Cette vision, en plus de supposer une unité inexistante, ignore les problématiques soulevées plus haut.
Je le trouve bien fait aussi, mais je n'en sors pas du tout la même conclusion que toi. En le lisant, j'ai vraiment l'impression que l'usage était hésitant avant, et que les grammairiens se sont mis à dire que quand même, le masculin c'est plus noble, et que finalement beaucoup on énoncé des règles sans argumentation. Avec une approche prescriptive notamment à l'école, on peut voir comment l'usage du masculin a pu s'être imposé. Pour moi, il ne s'est probablement pas fixé naturellement. Tu as une explication alternative ? Tu penses que ça a basculé naturellement ? Ça parait possible, mais plus improbable, à première vue.
Et peu importe finalement comment ça a changé. On accepte les changements d'il y a quelque temps, mais hors de question de faire un retour arrière ? Pourquoi ?

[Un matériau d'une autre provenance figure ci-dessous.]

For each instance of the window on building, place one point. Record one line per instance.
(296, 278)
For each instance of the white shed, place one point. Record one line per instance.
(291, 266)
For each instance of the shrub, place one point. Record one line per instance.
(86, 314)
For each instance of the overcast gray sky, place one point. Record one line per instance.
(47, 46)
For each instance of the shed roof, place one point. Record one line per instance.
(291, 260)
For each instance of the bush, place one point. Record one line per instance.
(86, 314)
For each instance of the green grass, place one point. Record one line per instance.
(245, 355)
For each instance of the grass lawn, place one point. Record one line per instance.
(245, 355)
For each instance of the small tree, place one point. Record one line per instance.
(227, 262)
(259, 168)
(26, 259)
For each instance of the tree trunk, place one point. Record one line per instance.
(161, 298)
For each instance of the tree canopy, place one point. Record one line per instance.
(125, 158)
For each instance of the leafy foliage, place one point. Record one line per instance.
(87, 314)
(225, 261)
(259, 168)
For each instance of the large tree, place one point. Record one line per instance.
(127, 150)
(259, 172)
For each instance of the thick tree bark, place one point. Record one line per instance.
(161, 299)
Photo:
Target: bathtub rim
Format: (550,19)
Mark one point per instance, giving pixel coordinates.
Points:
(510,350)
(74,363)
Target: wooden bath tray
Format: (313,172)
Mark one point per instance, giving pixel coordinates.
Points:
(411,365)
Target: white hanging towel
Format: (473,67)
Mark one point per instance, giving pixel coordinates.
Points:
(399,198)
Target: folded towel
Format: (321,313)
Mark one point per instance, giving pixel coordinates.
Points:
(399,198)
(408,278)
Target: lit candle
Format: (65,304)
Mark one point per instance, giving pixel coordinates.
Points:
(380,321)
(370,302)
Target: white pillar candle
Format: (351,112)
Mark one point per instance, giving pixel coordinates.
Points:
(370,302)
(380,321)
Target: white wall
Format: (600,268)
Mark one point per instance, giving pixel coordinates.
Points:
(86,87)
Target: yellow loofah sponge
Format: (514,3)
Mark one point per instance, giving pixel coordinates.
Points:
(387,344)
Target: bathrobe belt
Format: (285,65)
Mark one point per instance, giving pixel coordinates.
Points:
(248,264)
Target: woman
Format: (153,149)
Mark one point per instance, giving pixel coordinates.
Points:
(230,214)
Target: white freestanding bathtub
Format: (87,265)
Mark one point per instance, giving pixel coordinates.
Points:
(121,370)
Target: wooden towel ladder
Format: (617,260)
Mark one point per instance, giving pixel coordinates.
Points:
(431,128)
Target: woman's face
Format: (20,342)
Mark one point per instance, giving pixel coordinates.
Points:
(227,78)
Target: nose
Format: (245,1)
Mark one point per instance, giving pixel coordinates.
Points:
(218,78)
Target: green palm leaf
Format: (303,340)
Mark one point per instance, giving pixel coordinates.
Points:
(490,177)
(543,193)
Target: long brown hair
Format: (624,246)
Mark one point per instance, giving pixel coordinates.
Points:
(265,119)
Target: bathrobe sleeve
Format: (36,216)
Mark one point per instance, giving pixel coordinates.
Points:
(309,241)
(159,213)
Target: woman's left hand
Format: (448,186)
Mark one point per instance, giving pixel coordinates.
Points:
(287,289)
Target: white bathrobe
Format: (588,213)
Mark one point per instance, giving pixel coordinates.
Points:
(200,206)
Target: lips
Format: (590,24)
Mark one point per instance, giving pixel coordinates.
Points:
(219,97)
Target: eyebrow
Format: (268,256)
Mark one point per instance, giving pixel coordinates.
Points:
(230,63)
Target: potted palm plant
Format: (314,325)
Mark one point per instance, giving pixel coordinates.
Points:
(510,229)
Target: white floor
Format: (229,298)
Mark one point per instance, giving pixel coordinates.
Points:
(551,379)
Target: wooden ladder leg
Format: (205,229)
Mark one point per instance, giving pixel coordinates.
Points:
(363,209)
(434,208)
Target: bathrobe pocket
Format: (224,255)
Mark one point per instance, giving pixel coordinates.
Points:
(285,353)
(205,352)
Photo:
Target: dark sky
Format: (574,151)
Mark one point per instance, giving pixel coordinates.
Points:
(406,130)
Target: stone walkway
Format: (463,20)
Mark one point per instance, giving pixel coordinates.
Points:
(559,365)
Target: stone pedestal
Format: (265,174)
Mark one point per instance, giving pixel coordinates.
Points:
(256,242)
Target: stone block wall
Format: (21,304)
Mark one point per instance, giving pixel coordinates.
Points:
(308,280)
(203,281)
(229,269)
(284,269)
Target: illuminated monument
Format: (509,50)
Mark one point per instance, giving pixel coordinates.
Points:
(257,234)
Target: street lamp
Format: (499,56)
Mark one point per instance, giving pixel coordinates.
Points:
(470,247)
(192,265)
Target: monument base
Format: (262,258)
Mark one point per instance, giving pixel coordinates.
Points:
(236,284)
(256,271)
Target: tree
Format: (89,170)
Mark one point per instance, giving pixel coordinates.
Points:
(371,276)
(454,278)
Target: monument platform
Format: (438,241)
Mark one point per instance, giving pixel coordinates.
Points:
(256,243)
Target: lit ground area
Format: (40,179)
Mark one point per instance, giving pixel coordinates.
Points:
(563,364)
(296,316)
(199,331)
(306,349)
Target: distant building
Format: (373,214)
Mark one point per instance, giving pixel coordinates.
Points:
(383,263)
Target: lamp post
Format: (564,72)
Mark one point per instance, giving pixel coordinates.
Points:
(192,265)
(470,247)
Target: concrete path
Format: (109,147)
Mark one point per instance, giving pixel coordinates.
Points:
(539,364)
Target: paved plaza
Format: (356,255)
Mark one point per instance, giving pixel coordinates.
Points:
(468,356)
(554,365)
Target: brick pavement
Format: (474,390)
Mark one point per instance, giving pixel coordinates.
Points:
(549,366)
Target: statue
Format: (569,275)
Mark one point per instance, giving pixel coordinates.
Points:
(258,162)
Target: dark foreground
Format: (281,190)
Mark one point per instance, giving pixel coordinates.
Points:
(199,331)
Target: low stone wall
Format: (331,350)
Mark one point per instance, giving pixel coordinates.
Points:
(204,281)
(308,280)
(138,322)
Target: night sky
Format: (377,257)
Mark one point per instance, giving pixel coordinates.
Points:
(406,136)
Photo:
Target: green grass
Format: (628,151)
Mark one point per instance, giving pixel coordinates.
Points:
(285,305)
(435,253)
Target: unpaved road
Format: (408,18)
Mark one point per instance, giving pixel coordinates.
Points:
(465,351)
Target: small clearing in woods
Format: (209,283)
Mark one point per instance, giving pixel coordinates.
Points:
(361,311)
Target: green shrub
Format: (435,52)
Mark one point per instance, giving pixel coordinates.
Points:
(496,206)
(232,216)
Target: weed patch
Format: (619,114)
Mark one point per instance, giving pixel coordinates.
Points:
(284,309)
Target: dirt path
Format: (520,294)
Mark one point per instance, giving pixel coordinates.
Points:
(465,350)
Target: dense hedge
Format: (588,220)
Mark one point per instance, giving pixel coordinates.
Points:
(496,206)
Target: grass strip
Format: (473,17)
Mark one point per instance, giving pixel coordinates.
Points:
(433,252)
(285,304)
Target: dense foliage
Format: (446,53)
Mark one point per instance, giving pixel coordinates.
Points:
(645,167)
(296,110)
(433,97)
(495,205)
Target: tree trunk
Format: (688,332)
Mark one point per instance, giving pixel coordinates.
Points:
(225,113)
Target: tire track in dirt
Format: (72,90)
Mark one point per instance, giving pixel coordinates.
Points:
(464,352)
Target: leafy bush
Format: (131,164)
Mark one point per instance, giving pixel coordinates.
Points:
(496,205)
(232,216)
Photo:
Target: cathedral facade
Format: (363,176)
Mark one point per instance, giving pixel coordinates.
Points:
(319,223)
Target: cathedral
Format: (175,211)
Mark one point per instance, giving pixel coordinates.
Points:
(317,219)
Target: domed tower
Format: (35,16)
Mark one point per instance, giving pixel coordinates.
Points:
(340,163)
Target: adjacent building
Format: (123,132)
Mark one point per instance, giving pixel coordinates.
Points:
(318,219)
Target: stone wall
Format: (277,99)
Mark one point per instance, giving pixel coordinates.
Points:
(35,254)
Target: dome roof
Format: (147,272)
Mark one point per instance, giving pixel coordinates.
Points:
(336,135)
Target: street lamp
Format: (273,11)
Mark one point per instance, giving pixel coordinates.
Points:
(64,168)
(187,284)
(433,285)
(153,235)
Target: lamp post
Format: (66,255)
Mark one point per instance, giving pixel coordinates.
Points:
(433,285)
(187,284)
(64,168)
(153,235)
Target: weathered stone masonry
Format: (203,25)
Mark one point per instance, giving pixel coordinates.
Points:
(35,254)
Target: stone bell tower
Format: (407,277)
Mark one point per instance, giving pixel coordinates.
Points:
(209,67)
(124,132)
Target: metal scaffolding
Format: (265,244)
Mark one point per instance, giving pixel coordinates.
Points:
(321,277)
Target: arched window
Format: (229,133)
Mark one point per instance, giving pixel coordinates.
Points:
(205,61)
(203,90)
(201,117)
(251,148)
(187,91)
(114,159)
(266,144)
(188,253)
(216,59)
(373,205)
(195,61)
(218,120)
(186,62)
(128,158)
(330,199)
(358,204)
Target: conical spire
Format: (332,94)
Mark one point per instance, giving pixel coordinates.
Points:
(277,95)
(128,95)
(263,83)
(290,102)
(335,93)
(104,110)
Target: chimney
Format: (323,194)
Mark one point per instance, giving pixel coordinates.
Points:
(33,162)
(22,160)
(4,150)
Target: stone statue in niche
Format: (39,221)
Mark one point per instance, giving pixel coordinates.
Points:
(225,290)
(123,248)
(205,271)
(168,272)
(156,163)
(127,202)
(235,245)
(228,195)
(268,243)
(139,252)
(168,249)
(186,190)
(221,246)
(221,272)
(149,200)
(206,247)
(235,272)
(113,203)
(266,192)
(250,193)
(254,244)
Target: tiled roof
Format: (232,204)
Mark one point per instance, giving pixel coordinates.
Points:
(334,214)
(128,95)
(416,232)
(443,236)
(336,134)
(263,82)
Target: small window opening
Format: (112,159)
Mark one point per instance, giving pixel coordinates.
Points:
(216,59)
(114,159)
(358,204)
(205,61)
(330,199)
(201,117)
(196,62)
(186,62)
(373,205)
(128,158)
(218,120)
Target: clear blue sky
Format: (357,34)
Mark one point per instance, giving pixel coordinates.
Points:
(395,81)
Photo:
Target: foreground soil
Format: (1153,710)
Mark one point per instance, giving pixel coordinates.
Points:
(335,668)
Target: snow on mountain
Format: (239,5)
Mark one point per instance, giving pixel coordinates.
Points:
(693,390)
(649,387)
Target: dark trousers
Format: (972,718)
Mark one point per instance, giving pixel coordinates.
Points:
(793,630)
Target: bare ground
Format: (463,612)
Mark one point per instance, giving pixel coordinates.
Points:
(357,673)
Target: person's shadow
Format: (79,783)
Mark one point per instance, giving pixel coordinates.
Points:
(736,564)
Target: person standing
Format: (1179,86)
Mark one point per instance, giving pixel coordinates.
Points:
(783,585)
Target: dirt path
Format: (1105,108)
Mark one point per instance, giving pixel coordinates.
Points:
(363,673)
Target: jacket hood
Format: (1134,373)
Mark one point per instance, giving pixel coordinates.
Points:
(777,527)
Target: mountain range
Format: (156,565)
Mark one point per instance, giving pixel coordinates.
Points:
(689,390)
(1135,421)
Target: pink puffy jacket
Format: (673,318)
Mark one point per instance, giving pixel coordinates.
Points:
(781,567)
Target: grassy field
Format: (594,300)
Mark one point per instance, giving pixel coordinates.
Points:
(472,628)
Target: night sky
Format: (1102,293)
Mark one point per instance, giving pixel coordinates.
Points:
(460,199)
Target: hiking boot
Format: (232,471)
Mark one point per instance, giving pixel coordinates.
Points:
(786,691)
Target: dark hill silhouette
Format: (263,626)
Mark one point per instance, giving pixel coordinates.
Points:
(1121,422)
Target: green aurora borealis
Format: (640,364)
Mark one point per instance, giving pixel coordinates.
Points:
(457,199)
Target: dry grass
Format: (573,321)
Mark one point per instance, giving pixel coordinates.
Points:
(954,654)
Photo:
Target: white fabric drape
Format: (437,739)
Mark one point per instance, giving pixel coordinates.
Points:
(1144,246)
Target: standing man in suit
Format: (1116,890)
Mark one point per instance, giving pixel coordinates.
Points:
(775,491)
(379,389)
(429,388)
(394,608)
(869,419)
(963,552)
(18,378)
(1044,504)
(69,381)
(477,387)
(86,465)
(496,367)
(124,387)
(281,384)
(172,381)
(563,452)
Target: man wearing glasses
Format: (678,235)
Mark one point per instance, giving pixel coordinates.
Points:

En réalité, la langue change constamment. Y compris celle de l'académie française (qui n'est pas celle effectivement pratiquée), voir le nombre de rectifications / révisions par le passé. Pourtant, il n'y a pas eu de protocole de communication cassé. Le monde francophone continue de se comprendre. C'est parce qu'on n'a pas des parsers qui plantent au moindre changement, on ne fonctionne tout simplement pas comme ça.
Bien sûr, on peut avoir des ressentis sur ce qu'on voit, mais c'est peut-être plutôt sur ça qu'il faut se pencher. Quand on a établi que la langue change constamment, il n'y a plus qu'à essayer de comprendre pourquoi on aime tel changement ou telle variante, et pourquoi on en n'aime pas une autre. Peut-être qu'on n'aime aucun changement, mais ça me paraîtrait délétère.